I can't believe this,
Angelina
After rereading my entry, I was surprised to find that I had neglected to mention my beloved friend Angelina. No ‘last supper’ dinner party would be complete without her and so I am writing this entry as a kind of public apology for my appalling oversight. Angelina, you have to know that if I were to have one last meal here on earth, I would oblige you to sit morbidly by my side and stuff your face until you were ready to burst like a big balloon. But, since I failed to mention this detail in my entry, it is I who is obliged to prove just how crucial you are. How am I going to do that? Lets just say that I have never eaten cottage cheese before because the sight of it turns my stomach, but, just to prove to you how sorry I am, I am going to eat this entire container for dinner, even if it makes me vomit. Now, is Aaron going to do that for you?

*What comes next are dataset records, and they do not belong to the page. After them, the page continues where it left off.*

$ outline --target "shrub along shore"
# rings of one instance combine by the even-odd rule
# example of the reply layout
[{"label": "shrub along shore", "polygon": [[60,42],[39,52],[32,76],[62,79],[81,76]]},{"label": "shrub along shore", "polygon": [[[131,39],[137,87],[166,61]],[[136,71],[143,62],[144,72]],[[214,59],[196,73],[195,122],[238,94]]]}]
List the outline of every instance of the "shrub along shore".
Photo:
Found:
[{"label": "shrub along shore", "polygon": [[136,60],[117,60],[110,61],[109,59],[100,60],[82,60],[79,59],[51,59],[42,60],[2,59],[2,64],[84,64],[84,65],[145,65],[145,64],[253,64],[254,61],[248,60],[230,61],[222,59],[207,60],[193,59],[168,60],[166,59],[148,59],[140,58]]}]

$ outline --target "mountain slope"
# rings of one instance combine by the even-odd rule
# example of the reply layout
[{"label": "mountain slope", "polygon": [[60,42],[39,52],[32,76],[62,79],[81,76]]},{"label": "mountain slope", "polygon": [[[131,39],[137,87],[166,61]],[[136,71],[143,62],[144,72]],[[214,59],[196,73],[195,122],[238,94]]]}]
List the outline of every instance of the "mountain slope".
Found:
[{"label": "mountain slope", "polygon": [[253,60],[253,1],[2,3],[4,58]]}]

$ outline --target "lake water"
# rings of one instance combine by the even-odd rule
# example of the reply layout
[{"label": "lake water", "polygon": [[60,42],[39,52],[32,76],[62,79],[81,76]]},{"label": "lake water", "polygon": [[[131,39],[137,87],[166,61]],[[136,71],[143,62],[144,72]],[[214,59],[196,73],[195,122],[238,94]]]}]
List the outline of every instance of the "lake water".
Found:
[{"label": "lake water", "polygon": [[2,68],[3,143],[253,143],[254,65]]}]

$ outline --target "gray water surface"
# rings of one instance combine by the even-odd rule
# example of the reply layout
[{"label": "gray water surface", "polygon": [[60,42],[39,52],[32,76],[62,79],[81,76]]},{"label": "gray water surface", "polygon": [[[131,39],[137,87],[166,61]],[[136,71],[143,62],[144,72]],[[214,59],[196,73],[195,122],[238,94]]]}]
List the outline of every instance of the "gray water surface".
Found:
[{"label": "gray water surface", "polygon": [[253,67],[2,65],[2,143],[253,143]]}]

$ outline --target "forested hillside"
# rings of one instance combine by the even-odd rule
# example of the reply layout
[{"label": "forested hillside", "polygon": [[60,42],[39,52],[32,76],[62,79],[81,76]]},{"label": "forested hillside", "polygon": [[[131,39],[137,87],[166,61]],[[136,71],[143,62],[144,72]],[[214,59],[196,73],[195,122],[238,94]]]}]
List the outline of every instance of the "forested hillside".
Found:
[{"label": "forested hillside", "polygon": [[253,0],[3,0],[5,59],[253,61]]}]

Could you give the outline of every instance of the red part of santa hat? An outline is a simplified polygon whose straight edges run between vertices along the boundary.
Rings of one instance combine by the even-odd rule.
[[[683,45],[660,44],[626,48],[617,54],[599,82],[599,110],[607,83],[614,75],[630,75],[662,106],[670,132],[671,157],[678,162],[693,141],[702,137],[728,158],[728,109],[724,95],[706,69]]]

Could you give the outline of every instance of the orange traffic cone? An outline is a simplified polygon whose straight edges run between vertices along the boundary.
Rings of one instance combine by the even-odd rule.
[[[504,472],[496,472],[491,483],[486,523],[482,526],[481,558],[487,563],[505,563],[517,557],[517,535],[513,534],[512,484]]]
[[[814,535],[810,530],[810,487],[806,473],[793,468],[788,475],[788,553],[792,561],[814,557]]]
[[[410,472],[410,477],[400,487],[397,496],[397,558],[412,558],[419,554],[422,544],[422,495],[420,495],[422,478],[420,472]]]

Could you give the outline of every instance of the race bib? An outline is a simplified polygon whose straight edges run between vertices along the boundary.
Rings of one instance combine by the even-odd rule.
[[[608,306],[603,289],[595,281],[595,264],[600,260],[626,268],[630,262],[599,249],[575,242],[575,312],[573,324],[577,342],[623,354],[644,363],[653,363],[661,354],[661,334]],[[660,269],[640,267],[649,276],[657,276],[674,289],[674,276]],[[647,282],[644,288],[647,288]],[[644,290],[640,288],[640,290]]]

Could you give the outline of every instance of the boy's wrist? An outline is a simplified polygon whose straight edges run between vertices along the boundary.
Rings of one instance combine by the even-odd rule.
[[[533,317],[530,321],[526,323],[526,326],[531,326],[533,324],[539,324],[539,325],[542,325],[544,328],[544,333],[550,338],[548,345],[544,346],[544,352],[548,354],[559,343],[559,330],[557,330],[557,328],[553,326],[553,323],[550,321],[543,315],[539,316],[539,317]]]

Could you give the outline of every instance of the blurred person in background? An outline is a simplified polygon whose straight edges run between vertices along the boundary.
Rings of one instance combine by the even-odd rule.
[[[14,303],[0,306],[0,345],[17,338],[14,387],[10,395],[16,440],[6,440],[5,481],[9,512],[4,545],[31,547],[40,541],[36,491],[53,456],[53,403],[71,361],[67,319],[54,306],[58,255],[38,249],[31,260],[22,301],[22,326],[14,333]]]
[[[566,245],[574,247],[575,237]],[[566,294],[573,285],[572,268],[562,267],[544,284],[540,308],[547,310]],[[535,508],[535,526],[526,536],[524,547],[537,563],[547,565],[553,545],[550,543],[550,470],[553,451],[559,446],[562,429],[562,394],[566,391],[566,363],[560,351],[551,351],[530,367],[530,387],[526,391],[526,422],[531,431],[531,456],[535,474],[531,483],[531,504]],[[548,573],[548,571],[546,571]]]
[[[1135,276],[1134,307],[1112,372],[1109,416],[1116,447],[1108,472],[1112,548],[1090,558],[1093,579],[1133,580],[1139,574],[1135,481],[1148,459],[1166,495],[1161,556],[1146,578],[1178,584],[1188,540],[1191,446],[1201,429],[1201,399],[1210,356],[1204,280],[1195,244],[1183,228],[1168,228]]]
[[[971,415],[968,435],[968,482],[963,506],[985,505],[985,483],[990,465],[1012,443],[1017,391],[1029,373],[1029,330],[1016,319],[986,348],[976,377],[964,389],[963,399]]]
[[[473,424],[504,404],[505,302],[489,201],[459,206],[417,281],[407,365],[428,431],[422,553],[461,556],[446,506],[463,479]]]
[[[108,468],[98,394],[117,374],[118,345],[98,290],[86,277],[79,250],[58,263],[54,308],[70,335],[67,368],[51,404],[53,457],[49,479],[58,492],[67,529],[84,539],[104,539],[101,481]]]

Think about it, Angelina.
4 comments:
Why do so many people hate on cottage cheese? It's damn good.
I hope you dug it, Maddy.
Hi, Angelina.
I am laughing so hard right now I need Depends.
On this note, I'm offended too. Sssshit, I don't even want to eat! I just want to have a glass 'o basil hayden with you....Am I in? Come to my blog Madelita, I miss you BIG time.
Don't be silly ladies! You know your in, or do you need me to beg?